What is the relation between the metric tensor and the graviton? In Zee's quantum theory in a nutshell, at the end of chapter I.10, he states that 

the graviton is of course the particle associated with the field $g_{\mu\nu}$.

My understanding of quantum field theory is fuzzy, but I think I understood that each field assumes its values in an irreducible respresentation of the Lorentz group, the internal state space (or a representation of its universal covering, which is equivalent to a projective representation). Such representations are classified by their restriction to the $\text{SO}(3)$ or $\text{Spin}(3) = \text{SU}(2)$ subgroup, which is a spin representation and is classified by a single number called the spin. The graviton field has spin 2.
The metric tensor $g_{\mu\nu}$ is a section of the symmetric square of the (real) tangent bundle, which can be seen as a representation of the Lorentz group by the action $g\mapsto \Lambda g\Lambda^{T}$. 


*

*My first question would be: is this essentially the graviton field (as Zee seems to say, just to double check)?
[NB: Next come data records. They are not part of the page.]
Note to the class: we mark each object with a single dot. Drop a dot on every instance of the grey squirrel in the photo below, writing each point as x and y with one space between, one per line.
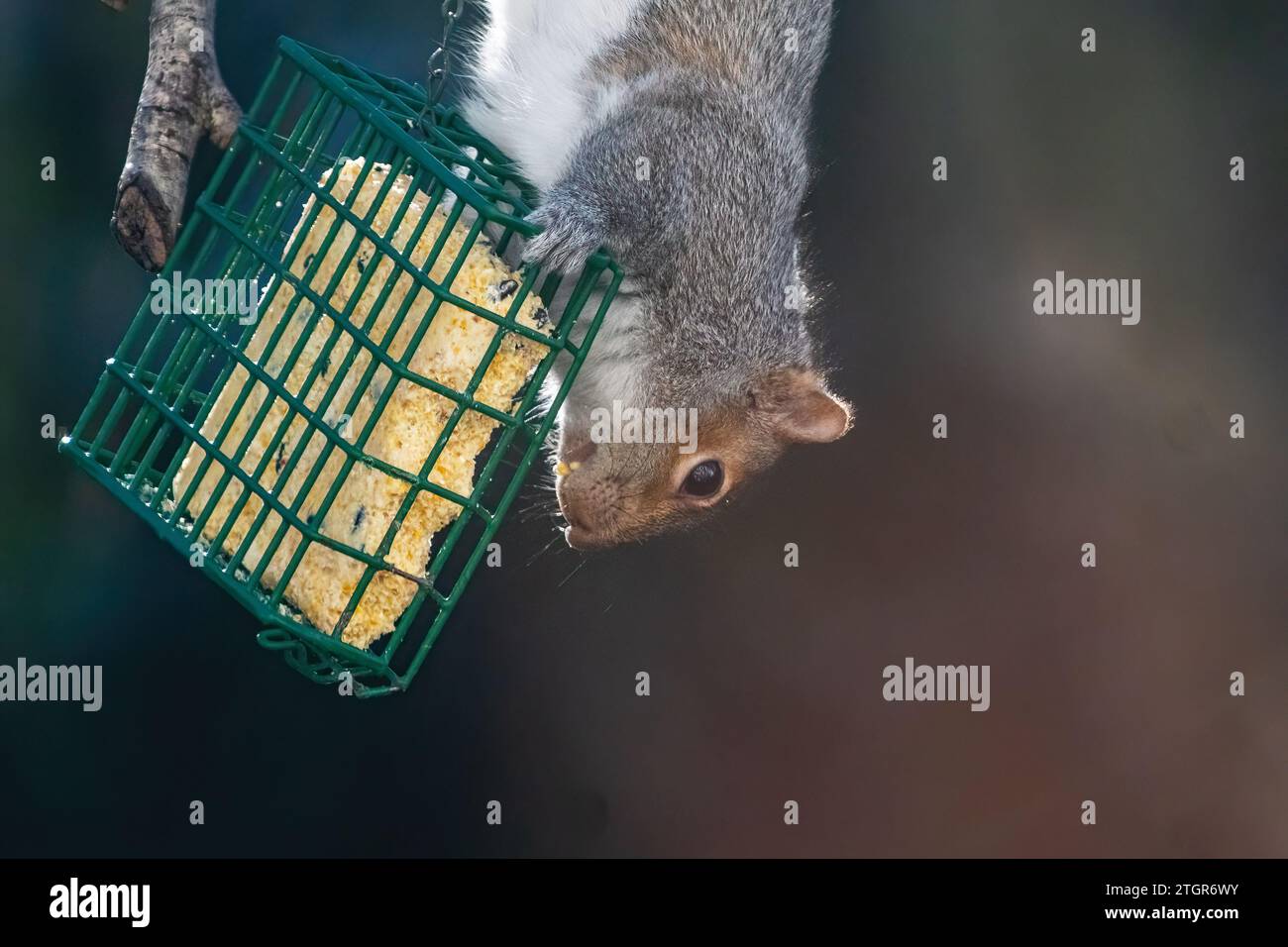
713 95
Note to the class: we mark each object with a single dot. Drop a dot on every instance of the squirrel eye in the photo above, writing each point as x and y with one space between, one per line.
704 479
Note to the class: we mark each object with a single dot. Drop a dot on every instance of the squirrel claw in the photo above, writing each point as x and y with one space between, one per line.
566 243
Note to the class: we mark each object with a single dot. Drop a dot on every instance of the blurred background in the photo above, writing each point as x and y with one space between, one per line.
1107 684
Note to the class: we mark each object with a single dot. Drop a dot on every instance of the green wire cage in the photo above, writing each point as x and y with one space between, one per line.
149 411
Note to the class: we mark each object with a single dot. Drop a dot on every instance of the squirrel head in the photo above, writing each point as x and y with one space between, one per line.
635 467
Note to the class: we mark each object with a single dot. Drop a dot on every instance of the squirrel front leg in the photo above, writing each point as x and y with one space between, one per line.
572 228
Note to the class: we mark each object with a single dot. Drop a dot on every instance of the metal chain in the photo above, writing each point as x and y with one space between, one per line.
438 68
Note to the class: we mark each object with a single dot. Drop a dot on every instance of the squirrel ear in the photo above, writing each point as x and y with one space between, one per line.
800 408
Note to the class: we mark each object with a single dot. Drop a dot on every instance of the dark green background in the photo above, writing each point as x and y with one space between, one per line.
1107 684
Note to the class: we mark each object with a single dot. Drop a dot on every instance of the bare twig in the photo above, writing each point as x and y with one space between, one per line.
183 99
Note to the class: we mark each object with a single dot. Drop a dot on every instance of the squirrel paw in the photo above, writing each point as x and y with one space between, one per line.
567 240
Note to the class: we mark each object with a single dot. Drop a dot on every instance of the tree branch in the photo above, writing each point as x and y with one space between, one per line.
183 99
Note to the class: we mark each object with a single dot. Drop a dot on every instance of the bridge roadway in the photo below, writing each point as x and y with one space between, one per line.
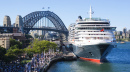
45 28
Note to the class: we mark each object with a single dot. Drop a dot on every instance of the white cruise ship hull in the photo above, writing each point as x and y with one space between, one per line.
95 53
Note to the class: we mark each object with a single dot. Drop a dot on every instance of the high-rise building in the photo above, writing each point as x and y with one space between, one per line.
19 23
71 32
124 30
7 21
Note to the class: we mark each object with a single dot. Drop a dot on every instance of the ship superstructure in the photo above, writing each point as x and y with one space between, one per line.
93 38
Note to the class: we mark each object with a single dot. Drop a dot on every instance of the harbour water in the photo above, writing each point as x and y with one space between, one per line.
118 61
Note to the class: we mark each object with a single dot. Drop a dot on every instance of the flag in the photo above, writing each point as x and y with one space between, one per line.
102 30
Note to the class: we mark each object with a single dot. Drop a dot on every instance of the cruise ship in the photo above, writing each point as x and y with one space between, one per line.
92 38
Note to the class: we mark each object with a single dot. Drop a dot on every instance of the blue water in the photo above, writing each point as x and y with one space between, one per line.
118 61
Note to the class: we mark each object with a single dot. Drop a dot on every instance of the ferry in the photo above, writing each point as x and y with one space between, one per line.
92 38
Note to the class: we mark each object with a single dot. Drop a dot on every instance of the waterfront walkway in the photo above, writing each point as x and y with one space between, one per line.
42 62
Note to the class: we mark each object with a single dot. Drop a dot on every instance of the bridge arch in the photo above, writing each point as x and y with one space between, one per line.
32 18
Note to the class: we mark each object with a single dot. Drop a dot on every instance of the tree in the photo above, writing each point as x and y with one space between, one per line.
39 46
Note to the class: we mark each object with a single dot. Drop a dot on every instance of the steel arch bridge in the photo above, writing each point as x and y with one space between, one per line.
32 18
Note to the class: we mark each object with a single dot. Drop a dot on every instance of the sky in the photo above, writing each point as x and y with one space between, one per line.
117 11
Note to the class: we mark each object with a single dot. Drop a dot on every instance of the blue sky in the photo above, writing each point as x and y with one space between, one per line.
117 11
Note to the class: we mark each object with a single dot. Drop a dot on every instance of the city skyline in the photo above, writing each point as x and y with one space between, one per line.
116 11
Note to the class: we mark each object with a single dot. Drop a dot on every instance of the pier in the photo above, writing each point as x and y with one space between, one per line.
42 62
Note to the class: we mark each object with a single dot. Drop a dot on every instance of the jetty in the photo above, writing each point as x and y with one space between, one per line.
42 62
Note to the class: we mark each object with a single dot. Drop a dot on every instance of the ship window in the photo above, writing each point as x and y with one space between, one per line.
91 53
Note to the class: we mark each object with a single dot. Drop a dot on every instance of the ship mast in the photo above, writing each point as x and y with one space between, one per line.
91 12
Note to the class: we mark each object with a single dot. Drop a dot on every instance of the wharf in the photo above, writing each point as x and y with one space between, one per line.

The metric tensor is 6-dimensional, whereas a spin 2 field is 5-dimensional. Since for the Minkowski metric $\eta$ we have $\Lambda\eta\Lambda^T = \eta$, multiples of $\eta$ form a 1-dimensional subrepresentation, whose complement/quotient will be a 5-dimensional representation. 
My other questions would be:


*Is this complement indeed the actual graviton field?

*What is its meaning or interpretation? Is it something like the non-flat part of the metric?

*If the preceding two were correct, does the fact that it is factored out of the graviton field mean that the graviton doesn't see unform dilations of spacetime? If so (or if not), what does that mean?
If my question is misguided, please point out why!
 A: A spin-2 field in 4D is not five-dimensional. The standard spin-2 object transforms in the $(1,1)$-representations of the Lorentz group where the $(m,n)$-labels are half-integers labelling an equivalent representation of $\mathfrak{su}(2)\oplus\mathfrak{su}(2)$, see the Wikipedia article on representations of the Lorentz group for more information. The spin of the $(m,n)$-representation is $m+n$ because the actual rotation algebra embeds diagonally into the two copies of $\mathfrak{su}(2)$ we are representing. A pure spin two field $h_{\mu\nu}$ is given by traceless and symmetric 2-tensor, which has 9 d.o.f. in 4D.
If we want to conceive of GR as a QFT (on ordinary flat space) in which we can speak of gravitons (an approach usually called Pauli-Fierz theory, we are essentially quantizing linearized gravity. I will not discuss the various inconsistencies and their fixes this approach needs to actually yield a somewhat consistent QFT), then you just write $g_{\mu\nu} = \eta_{\mu\nu} + h_{\mu\nu}$ and treat $h$ as the dynamical field whose associated particles are gravitons. However, not all components of $h$ are physical - it enjoys a gauge symmetry $h_{\mu\nu}\mapsto h_{\mu\nu} + \partial_\mu X_\nu + \partial_\nu X_\mu$ for an arbitrary vector field $X$ - this is the infinitesimal version of the diffeomorphism invariance of GR.
At the end of the day, the gauge symmetry means that two d.o.f. of $h$ remain as physical - corresponding to the actual graviton and its possible polarizations.

JamalS's answer to a similar question explicitly counts the d.o.f. of $h$ and describes an alternative way to deduce the spin of the particle associated to $h$ in the quantum theory by looking at the Noether currents for the Lorentz symmetry applied to the part of the Lagrangian containing $h$.